In this portion of the lab you will construct an electrolytic cell and measure the amount of a metal you plate onto an electrode. You will be able to compare this to the metal’s molecular weight. You must complete this section independently.
  1. Your TA will assign you a cathode and anode electrode (Cu/Cu, Pb/Pb, or Zn/Zn). Pick up the electrodes for your assigned cell. Properly prepare the electrodes, following step 4.
  2. Weigh each electrode to the nearest 0.0001 g and record their masses.
  3. Fill the 100-mL beaker with the cathode solution corresponding to your assigned cathode. Attach the alligator clip from your black wire to the cathode and place it in the beaker.
  4. Fill the porous cup with the solution corresponding to your anode, attach the red alligator clip to the anode, and place it in the porous cup.
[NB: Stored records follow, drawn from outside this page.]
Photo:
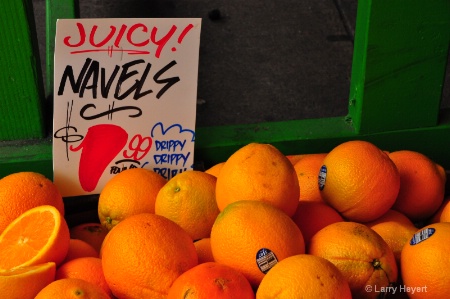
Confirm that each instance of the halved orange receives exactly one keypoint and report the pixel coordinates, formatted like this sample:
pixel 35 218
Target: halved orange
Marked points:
pixel 39 235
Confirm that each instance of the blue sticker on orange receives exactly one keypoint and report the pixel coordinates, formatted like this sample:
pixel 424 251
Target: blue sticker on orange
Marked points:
pixel 265 259
pixel 422 235
pixel 322 177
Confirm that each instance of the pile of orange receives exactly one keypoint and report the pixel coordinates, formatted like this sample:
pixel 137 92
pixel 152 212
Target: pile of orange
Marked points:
pixel 353 222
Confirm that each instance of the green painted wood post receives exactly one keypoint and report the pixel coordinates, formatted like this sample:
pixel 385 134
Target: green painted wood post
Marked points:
pixel 55 9
pixel 21 85
pixel 399 64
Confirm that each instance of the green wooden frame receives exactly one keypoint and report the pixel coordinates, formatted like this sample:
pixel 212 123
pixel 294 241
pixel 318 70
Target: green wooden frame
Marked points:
pixel 398 71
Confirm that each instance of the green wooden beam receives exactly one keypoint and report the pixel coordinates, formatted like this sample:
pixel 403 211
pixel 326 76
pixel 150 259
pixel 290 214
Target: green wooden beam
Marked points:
pixel 399 64
pixel 55 9
pixel 21 85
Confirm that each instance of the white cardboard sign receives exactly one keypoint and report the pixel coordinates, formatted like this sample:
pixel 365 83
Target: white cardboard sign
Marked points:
pixel 125 95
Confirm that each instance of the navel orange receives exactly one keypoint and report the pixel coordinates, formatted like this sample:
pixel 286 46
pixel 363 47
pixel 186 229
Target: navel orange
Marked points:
pixel 26 282
pixel 144 254
pixel 87 268
pixel 91 233
pixel 204 252
pixel 189 200
pixel 258 172
pixel 211 280
pixel 132 191
pixel 72 288
pixel 359 180
pixel 422 185
pixel 215 169
pixel 304 276
pixel 39 235
pixel 363 257
pixel 22 191
pixel 312 216
pixel 307 169
pixel 396 229
pixel 252 236
pixel 295 158
pixel 425 261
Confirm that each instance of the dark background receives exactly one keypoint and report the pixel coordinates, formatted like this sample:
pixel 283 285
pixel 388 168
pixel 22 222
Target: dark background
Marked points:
pixel 259 60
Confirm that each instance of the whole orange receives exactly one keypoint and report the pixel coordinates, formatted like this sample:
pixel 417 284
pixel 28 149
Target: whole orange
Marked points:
pixel 144 254
pixel 72 288
pixel 26 282
pixel 422 185
pixel 211 280
pixel 215 169
pixel 91 233
pixel 425 261
pixel 312 216
pixel 189 200
pixel 252 236
pixel 204 252
pixel 307 169
pixel 396 229
pixel 363 257
pixel 22 191
pixel 443 213
pixel 132 191
pixel 304 276
pixel 86 268
pixel 261 172
pixel 79 248
pixel 39 235
pixel 359 180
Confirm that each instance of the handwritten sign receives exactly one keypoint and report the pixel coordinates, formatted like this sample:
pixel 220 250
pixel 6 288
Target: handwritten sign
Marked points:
pixel 124 97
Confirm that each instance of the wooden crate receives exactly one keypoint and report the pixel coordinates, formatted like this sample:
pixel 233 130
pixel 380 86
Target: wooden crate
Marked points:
pixel 399 63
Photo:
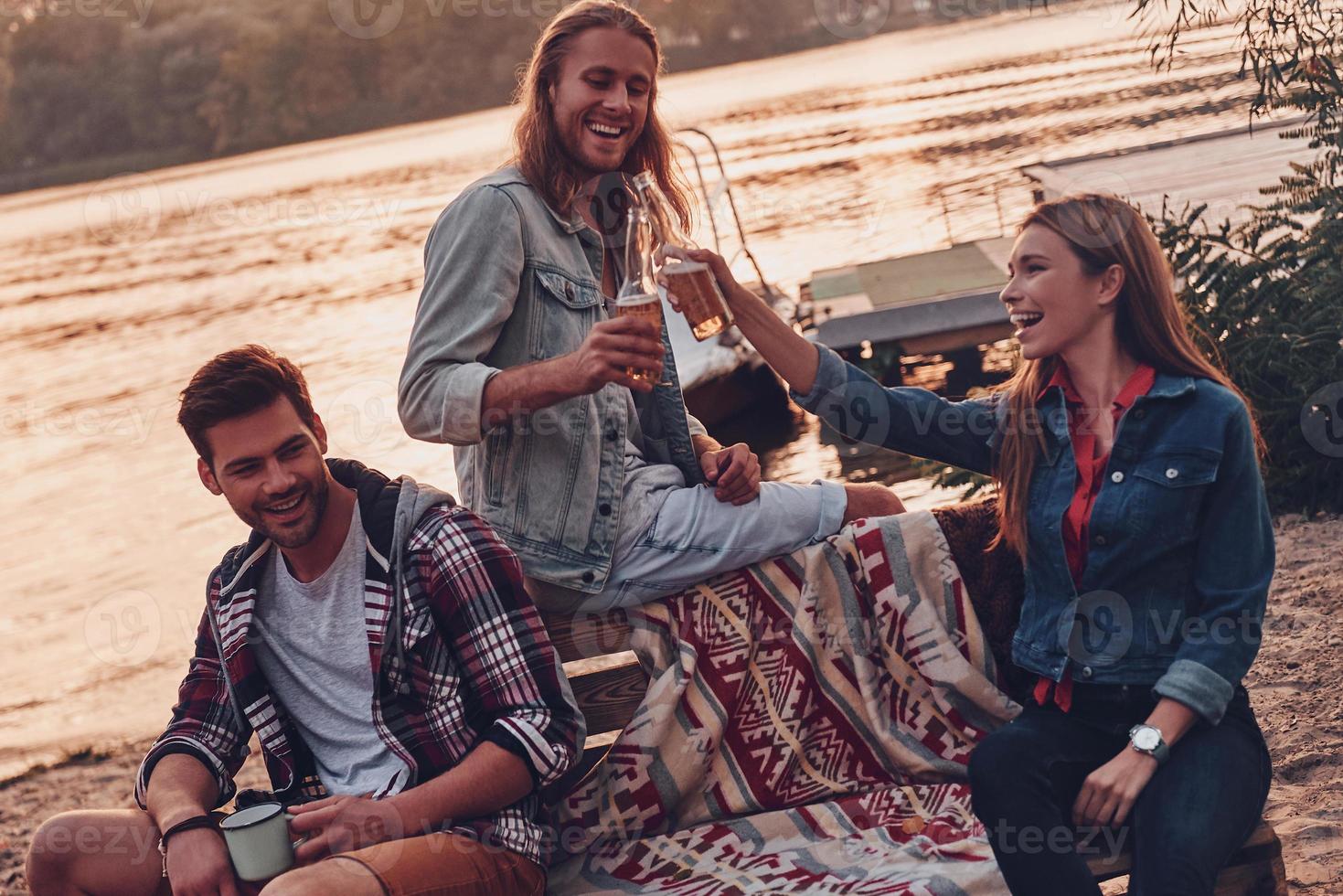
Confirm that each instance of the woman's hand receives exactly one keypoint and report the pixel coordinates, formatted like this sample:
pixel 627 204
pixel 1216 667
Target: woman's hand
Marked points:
pixel 343 824
pixel 1108 795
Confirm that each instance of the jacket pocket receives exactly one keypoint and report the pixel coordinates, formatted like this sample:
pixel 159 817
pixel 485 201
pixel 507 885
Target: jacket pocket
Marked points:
pixel 498 446
pixel 1173 485
pixel 563 312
Place the porous cup into the beaker.
  5. Plug the power supply box into the multimeter by inserting the pins on the back of the power supply into the upper left/lower right holes on the multimeter.
  6. Adjust the knob on the multimeter to the mA position and turn the current switch to the ON position. Use the yellow button to select the DC setting and adjust the current knob to read as close to 75 mA as possible. It may take 30 seconds to stabilize the initial reading.
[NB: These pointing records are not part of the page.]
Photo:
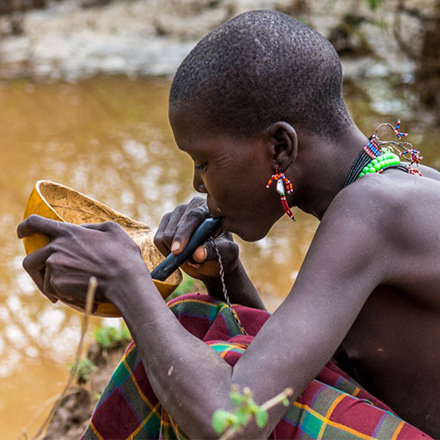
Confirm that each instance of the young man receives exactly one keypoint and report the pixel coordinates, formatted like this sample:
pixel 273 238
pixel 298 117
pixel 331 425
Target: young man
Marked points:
pixel 258 97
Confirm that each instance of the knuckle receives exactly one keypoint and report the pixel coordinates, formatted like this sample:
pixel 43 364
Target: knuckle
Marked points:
pixel 199 212
pixel 168 236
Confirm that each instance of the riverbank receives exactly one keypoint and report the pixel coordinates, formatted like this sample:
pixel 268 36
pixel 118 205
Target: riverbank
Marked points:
pixel 69 41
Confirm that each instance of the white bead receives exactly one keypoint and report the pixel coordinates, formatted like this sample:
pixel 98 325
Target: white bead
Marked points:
pixel 280 187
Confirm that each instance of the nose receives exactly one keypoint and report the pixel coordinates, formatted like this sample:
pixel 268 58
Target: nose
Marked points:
pixel 198 184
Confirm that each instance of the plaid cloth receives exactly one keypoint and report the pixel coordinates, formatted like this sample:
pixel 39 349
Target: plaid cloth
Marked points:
pixel 334 406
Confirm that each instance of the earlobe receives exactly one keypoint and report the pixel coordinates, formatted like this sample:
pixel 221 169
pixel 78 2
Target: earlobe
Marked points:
pixel 284 143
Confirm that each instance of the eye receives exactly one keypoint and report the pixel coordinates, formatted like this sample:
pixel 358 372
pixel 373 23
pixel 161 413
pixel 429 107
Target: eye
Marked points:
pixel 202 167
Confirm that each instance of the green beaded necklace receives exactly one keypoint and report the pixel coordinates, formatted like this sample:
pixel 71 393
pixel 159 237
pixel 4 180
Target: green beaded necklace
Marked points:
pixel 386 159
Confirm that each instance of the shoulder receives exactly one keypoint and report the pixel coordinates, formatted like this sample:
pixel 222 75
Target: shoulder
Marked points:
pixel 369 201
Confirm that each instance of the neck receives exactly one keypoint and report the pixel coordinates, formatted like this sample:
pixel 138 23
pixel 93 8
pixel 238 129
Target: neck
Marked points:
pixel 321 169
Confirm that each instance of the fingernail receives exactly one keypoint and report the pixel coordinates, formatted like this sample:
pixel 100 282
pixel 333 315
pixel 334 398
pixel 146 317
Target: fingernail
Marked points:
pixel 175 246
pixel 200 254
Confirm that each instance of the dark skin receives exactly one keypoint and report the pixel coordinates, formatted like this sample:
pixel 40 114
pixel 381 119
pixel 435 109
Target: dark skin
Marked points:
pixel 371 277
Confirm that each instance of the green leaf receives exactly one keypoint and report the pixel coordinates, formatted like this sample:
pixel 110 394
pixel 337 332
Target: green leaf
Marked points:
pixel 261 418
pixel 236 398
pixel 221 420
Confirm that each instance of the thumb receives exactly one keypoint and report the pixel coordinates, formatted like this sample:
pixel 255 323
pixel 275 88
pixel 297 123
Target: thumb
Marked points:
pixel 200 254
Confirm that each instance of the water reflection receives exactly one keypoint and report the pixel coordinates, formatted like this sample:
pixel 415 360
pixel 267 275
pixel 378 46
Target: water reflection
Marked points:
pixel 110 139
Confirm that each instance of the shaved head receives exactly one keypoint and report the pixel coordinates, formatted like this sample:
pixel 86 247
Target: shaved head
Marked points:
pixel 259 68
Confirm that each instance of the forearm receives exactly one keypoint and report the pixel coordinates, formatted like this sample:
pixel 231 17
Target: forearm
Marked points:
pixel 239 287
pixel 174 359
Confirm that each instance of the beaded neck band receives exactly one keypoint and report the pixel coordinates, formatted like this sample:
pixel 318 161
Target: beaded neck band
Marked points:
pixel 376 157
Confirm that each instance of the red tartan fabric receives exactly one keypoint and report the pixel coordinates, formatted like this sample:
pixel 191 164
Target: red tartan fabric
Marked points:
pixel 332 407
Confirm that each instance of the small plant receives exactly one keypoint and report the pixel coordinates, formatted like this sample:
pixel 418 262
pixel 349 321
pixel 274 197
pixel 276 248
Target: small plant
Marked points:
pixel 187 285
pixel 110 337
pixel 85 368
pixel 245 409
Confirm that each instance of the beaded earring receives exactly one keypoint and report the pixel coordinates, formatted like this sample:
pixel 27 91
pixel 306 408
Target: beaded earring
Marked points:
pixel 283 185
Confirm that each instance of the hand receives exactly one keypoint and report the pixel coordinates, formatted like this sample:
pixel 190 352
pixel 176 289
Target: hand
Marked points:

  7. In your notebook record the time when the current was turned on. While the current is passing through your cell, check the current every two minutes to be certain it is at 75 mA. Adjust as needed to keep the current as close to 75 mA as possible. If the current is deviating dramatically, record the value of the current every two minutes and then average this value for your current value.
  8. After 30 minutes stop the current. Record the time you stop the current. Disconnect the alligator clips.
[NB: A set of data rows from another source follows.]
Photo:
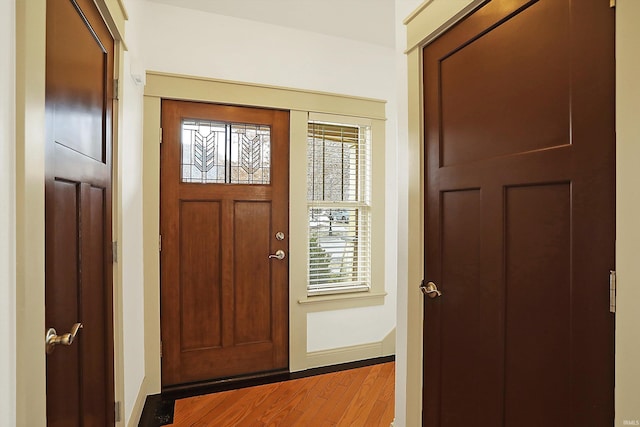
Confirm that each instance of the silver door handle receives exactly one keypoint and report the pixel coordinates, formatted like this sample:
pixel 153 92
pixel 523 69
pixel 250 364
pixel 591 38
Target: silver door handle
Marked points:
pixel 52 339
pixel 278 255
pixel 430 290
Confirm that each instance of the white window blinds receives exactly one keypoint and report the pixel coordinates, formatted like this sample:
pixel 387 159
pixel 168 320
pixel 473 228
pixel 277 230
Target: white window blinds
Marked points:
pixel 338 189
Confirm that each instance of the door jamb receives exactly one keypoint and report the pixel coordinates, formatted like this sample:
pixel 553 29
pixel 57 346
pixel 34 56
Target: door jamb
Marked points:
pixel 425 24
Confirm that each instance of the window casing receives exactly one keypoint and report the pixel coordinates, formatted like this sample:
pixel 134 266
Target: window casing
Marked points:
pixel 339 208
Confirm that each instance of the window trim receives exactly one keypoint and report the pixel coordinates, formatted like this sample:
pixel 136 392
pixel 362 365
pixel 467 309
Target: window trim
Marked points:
pixel 375 198
pixel 360 204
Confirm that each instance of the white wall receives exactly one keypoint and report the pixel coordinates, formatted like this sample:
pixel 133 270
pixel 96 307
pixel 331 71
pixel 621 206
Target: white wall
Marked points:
pixel 183 41
pixel 627 213
pixel 406 290
pixel 131 256
pixel 7 213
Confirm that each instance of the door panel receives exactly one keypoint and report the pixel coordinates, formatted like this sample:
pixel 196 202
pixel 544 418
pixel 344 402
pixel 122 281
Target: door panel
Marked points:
pixel 519 144
pixel 78 289
pixel 224 191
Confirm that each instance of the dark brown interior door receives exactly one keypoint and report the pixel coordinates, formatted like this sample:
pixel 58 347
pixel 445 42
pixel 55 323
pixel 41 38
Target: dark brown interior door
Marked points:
pixel 79 87
pixel 224 211
pixel 519 143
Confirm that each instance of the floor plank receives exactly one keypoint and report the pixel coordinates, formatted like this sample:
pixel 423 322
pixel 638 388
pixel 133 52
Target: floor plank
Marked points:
pixel 362 397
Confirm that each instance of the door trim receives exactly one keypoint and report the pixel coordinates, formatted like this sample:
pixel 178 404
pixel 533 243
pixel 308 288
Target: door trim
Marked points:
pixel 30 365
pixel 426 23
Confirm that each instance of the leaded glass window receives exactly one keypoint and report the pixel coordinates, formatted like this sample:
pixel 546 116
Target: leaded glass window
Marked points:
pixel 225 153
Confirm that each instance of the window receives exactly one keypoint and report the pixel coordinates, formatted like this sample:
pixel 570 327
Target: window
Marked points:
pixel 220 152
pixel 338 195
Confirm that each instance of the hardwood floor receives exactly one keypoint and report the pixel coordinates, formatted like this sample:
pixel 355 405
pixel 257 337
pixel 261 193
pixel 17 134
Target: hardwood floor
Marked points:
pixel 355 397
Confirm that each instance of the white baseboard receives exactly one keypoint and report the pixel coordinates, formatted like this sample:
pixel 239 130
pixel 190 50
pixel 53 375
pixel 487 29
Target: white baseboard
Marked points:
pixel 336 356
pixel 136 411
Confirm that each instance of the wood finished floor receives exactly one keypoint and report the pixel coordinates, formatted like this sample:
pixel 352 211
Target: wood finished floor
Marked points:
pixel 356 397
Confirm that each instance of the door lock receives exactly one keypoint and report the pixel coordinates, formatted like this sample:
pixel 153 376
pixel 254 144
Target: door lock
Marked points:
pixel 278 255
pixel 52 339
pixel 430 290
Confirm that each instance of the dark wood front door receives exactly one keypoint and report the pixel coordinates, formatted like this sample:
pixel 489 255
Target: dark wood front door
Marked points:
pixel 519 203
pixel 79 93
pixel 224 211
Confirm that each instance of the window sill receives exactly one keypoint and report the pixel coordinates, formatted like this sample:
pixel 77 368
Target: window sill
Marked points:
pixel 346 300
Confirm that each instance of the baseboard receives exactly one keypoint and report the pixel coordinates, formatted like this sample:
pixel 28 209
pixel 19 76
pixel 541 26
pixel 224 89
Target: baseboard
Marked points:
pixel 336 356
pixel 389 343
pixel 136 411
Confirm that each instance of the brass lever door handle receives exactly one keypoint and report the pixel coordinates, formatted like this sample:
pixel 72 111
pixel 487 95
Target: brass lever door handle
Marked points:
pixel 430 290
pixel 52 339
pixel 278 255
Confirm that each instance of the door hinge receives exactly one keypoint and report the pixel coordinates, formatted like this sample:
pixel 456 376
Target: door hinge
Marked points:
pixel 612 291
pixel 118 412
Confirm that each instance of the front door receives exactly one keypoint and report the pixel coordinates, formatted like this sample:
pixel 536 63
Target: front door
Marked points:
pixel 79 296
pixel 224 241
pixel 519 203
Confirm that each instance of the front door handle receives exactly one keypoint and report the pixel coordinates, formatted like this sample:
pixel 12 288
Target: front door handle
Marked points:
pixel 52 339
pixel 278 255
pixel 430 290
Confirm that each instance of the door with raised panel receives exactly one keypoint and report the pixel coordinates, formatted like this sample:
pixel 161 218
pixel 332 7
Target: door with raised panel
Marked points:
pixel 78 261
pixel 224 226
pixel 519 204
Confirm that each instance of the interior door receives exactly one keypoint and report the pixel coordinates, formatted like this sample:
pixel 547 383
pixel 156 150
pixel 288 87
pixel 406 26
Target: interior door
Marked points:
pixel 79 93
pixel 224 226
pixel 519 143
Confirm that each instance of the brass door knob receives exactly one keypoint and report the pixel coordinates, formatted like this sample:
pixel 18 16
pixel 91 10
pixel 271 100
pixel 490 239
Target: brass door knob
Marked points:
pixel 278 255
pixel 430 290
pixel 52 339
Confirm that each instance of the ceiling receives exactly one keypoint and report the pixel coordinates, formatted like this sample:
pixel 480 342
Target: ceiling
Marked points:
pixel 369 21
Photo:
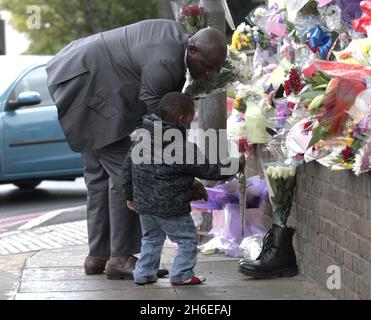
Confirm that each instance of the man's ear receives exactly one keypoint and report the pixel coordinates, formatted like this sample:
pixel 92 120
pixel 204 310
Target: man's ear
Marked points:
pixel 192 49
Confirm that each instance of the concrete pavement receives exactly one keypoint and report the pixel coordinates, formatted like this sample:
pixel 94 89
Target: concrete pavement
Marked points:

  9. Carefully remove the anode, rinse it with distilled water and then acetone and allow to dry. While waiting for it to dry, prepare to weigh the cathode. If any small particles of metal are observed, add the particles to the appropriate electrode (more likely to occur for the cathode).
  10. Weigh a clean, dry watch glass and record its mass in your notebook. Carefully place the cathode on the watch glass and rinse it twice with water. After each rinse use a micropipet to remove as much water as possible, without removing any solid.
  11. Rinse the cathode twice with acetone. Again, remove as much acetone as possible with a micropipet without removing any solid. Set the watch glass containing the cathode aside to dry.
  12. While you are waiting for the electrodes to dry, soak the porous cup in 3 M nitric acid to clean, and then dispose of all solutions. Recall that any solutions containing lead must be collected in the inorganic waste beaker; all others may be rinsed down the drain.
  13. Once dry, weigh the electrodes and record the mass in your notebook. Return the electrodes to your TA.
  14. Calculate the atomic weight of each electrode.
  15. Neatly pack up the multimeter and return this to the stockroom to collect your ID.

Waste Disposal

All solutions containing lead must be collected and added to the inorganic waste beaker. All other solutions can be rinsed down the drain.

Points to Consider

  • For this lab you should include the report sheet you generate containing: 1) a table of reduction potentials for the five electrodes you and your partner worked with, plus copper which is given, and 2) a table summarizing the electroplating data.
  • Include the reduction potentials calculated for each of the electrodes in Part A. What do you notice about the Cu/Cu voltaic cell?
  • Electroplating: Which electrode gained mass and which lost mass? What were the atomic weights calculated for each electrode? How do these compare to the one from the periodic table?